The committee’s report has been forwarded to the World Anti-Doping Agency’s board, which meets in Paris on Dec. 9, along with recommendations for what would be in effect a four-year ban on Russia’s participation in global sporting events. Russians with clean records could still compete at the 2020 Olympic Games in Tokyo, but again without their national flag or anthem, as they did at the Winter Games in Pyeongchang, South Korea.

These are stern measures, and the least the antidoping agency should do. As of last year, the agency has the power to enforce its rulings on major international sports federations; until last year, individual federations were allowed to take their own measures, and many let Russia get away with barely a slap on the wrist. The International Olympic Committee, which has also been accused in the past of not dealing sternly enough with Russia, issued a statement on Tuesday saying it would support “the toughest sanctions against all those responsible for this manipulation.”

Some athletes and sporting organizations outside Russia will wonder why Russian athletes are still being allowed to participate at all, given their government’s determination to continue flagrant cheating. The Olympic committee president, Thomas Bach, has opposed a blanket ban on the grounds that individual athletes who are clean should not be made to bear the blame for their leadership’s corruption.
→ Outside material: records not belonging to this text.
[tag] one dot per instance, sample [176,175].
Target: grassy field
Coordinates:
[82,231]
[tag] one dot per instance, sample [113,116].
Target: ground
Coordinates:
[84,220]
That may be fair. But only if the antidoping agency and the Olympic committee make it absolutely clear that they are prepared to deal sternly and effectively with the Russian officials who have perpetrated this fraud and occupy the very pinnacle of the Kremlin. A bill making its way through the United States Congress, the Rodchenkov Anti-Doping Act, proposes fines of up to $1 million and prison sentences of up to 10 years for those involved in doping schemes.

The antidoping agency doesn’t like the bill, fearing that it would give the United States too much extraterritorial power, and has been lobbying against it. The best argument would be to demonstrate that the agency itself can do its job.

This editorial first appeared in The New York Times on Nov. 26.